By the time August arrives in the Northern Hemisphere, many garden plants may have passed their prime. Spring and early summer perennials often go dormant by August. Annuals trying to set seed can also look quite discouraged. Revive your late summer garden with flowers that are in season in August. Some of them will start the month in flower. Others will have their first blooms in August and continue to provide garden color until frost.
Native to Brazil, calico flower (Aristolochia littoralia) is an 8-to-20-foot vine. Evergreen where winter-hardy--to 20 degrees Fahrenheit--it grows as an annual or container plant in colder climates. This rapid spreader has heart-shaped, 3-to-4-inch shiny leaves with pale green surfaces and greenish-gray undersides. Bruised foliage emits an unpleasant scent, according to the Missouri Botanical Garden. From July to September, the vine produces unusual, purple-mottled white flowers similar to curved pipes. In-ground plants need a fence, trellis or other support. Give calico flower consistently moist, well-drained fertile soil and a sunny to partly shady location. Cut back on water in winter.

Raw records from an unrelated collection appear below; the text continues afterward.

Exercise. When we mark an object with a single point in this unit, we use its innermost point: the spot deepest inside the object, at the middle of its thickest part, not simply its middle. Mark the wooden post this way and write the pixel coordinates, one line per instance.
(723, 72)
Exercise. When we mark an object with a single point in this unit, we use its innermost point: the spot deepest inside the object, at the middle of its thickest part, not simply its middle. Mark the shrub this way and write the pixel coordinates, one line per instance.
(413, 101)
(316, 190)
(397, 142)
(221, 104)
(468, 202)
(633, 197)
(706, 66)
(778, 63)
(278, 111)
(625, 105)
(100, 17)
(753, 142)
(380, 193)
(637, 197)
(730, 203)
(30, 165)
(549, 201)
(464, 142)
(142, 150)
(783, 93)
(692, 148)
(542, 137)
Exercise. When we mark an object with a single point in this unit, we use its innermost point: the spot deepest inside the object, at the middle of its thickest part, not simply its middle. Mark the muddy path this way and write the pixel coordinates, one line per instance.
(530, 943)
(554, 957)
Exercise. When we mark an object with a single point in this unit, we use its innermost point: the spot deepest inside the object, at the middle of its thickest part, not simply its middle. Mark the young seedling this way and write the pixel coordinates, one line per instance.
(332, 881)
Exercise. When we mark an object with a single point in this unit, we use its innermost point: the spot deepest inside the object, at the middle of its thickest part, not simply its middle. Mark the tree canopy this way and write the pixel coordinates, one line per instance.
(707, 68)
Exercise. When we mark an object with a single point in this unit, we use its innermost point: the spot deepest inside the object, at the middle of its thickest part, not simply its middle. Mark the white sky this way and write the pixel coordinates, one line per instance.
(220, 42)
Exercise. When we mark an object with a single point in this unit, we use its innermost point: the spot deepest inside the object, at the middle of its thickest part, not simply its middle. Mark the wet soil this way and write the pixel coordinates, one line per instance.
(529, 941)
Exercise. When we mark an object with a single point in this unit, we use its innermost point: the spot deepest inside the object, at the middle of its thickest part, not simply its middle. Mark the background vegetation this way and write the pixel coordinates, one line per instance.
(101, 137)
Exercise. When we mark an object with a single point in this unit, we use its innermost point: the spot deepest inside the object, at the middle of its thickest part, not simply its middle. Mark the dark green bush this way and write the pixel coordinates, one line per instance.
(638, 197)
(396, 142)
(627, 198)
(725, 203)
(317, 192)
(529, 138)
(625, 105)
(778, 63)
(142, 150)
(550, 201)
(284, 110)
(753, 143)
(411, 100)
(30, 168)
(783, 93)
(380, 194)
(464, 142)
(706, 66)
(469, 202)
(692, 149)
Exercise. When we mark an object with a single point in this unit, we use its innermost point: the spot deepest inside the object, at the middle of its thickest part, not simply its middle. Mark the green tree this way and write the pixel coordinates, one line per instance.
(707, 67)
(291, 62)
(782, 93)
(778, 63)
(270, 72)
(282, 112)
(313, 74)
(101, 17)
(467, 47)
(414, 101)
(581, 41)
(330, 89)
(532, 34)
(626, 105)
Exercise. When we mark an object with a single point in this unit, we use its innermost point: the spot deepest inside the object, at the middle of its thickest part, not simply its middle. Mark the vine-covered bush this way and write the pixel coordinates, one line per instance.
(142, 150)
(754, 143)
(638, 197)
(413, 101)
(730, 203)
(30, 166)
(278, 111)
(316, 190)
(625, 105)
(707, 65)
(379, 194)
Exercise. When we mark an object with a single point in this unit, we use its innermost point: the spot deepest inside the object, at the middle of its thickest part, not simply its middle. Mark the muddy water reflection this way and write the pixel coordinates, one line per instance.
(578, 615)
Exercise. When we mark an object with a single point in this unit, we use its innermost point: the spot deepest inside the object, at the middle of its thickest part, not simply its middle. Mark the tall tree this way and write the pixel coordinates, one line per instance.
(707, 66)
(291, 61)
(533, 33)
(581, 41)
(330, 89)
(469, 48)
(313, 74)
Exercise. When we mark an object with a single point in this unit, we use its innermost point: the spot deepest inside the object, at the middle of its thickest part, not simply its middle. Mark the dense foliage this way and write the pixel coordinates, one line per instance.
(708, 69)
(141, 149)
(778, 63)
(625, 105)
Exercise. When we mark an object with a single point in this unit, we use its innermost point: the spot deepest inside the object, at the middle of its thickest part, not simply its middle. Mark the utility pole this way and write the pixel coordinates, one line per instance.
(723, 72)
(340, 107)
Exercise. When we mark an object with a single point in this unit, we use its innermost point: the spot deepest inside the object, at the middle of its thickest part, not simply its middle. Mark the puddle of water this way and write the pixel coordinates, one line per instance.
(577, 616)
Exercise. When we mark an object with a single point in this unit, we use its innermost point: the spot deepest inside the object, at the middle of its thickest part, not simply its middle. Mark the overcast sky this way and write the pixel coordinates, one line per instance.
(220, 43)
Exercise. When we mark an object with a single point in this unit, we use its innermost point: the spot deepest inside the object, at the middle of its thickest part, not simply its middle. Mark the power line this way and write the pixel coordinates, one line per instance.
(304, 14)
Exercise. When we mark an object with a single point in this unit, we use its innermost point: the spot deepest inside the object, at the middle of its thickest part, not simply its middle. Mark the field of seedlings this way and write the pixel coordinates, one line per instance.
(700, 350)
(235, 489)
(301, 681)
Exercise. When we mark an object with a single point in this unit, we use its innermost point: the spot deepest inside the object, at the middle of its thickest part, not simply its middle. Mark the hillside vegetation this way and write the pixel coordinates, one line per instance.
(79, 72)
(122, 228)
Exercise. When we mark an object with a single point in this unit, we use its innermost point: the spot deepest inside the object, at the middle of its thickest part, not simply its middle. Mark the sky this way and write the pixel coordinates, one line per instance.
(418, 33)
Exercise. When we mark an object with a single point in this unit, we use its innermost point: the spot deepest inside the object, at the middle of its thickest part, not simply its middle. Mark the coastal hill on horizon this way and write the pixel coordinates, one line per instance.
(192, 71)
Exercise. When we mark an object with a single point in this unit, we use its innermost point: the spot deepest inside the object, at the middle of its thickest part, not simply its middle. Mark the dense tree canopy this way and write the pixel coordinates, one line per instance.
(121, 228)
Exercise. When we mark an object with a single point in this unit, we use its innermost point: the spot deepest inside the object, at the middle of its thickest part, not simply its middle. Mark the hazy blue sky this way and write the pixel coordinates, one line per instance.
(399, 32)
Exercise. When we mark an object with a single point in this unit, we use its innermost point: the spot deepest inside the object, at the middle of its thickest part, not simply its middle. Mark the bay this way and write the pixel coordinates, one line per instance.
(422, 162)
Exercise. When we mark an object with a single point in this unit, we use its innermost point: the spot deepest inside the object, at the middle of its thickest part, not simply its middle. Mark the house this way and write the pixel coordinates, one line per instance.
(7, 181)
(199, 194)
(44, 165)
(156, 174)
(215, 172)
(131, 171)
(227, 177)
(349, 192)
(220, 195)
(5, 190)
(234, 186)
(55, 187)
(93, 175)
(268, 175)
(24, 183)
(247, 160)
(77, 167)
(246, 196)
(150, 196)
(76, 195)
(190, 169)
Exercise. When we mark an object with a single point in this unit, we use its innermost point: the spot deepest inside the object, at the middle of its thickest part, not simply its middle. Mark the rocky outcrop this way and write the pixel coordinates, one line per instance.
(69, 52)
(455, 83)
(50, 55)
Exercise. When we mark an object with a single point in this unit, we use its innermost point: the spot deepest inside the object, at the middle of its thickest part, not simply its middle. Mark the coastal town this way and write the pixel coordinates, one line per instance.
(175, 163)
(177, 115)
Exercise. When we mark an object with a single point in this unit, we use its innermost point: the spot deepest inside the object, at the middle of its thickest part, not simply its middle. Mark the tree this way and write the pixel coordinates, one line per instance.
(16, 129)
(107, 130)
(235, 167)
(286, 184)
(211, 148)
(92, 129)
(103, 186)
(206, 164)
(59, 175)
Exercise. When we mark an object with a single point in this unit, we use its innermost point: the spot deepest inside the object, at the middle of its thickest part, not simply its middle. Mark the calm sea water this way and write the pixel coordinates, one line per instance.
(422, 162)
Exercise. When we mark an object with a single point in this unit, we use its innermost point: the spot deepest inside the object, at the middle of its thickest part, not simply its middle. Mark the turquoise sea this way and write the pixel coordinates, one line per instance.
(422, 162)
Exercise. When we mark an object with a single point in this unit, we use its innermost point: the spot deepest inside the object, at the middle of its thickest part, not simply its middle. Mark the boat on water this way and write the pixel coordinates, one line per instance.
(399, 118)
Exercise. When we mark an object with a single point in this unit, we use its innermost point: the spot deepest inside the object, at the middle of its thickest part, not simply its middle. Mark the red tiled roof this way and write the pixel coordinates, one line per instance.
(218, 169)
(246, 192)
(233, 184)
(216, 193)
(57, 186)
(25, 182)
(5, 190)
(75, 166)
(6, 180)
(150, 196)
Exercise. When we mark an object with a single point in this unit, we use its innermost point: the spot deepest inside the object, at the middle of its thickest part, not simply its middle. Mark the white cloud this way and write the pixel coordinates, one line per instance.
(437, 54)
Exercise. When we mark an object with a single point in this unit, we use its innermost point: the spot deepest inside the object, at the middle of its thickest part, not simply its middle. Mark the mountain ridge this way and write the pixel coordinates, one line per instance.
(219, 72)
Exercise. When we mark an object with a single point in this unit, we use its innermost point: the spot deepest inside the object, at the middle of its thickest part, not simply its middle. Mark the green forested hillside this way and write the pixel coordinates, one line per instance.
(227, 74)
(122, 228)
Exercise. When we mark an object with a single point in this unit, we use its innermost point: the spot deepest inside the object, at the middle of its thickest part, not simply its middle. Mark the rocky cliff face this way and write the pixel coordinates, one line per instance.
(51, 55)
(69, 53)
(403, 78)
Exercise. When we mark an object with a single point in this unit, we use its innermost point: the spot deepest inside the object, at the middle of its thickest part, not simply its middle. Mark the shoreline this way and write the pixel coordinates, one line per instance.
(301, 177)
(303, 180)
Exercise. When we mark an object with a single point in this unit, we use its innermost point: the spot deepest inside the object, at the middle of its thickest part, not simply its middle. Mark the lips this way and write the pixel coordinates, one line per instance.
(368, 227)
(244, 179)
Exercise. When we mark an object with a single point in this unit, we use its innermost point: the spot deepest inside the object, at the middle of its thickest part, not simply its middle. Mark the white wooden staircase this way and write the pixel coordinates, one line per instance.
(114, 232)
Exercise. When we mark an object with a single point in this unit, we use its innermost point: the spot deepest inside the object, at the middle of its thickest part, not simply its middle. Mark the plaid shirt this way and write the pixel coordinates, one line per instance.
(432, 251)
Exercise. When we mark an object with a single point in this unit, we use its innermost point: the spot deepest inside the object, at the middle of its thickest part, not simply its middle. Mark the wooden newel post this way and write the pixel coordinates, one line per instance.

Summer hyacinth (Galtonia candicans) is a bulb plant hardy to minus 10 degrees Fahrenheit. Native to Southern Africa, it stands from 2 to 4 feet high. Up to 3 feet wide, plants have basal clumps of 2-to-3-foot, strap-shaped green leaves. In August and September, summer hyacinth has upright stem spikes of white, fragrant trumpet-shaped blooms. Resembling gladioli, they work well in cut flower arrangements. Plants may suffer attacks from slugs or snails.
Plant summer hyacinth, advises the Missouri Botanical Garden, during the spring. Place the bulbs 5 to 6 inches deep and 6 inches to 1 foot apart. Give them full sun or partial shade and moist, rich well-drained soil. Provide deep winter mulch at the colder end of their hardiness range.
Another bulb, autumn crocus (Colchicum autumnale) tolerates temperatures as low as minus 30 degrees Fahrenheit. Standing 3 to 6 inches tall and wide, it has dark green, lance-like spring foliage that dies back by mid-summer. Flowering stems--without leaves--appear in August. They have cup-shaped, 3-inch flowers of pink, lilac or purple. Relatively insect-and-disease-free, autumn crocus may develop bulb rot in poorly-drained drain soil. It's also vulnerable to snails and slugs.
Use the crocus, recommends the Missouri Botanical Garden, to replace declining spring and summer blooms. Plant the bulbs in summer to flower the same year. Place them 3 inches deep and 6 inches apart in full sun to partial shade and averagely moist, well-drained soil.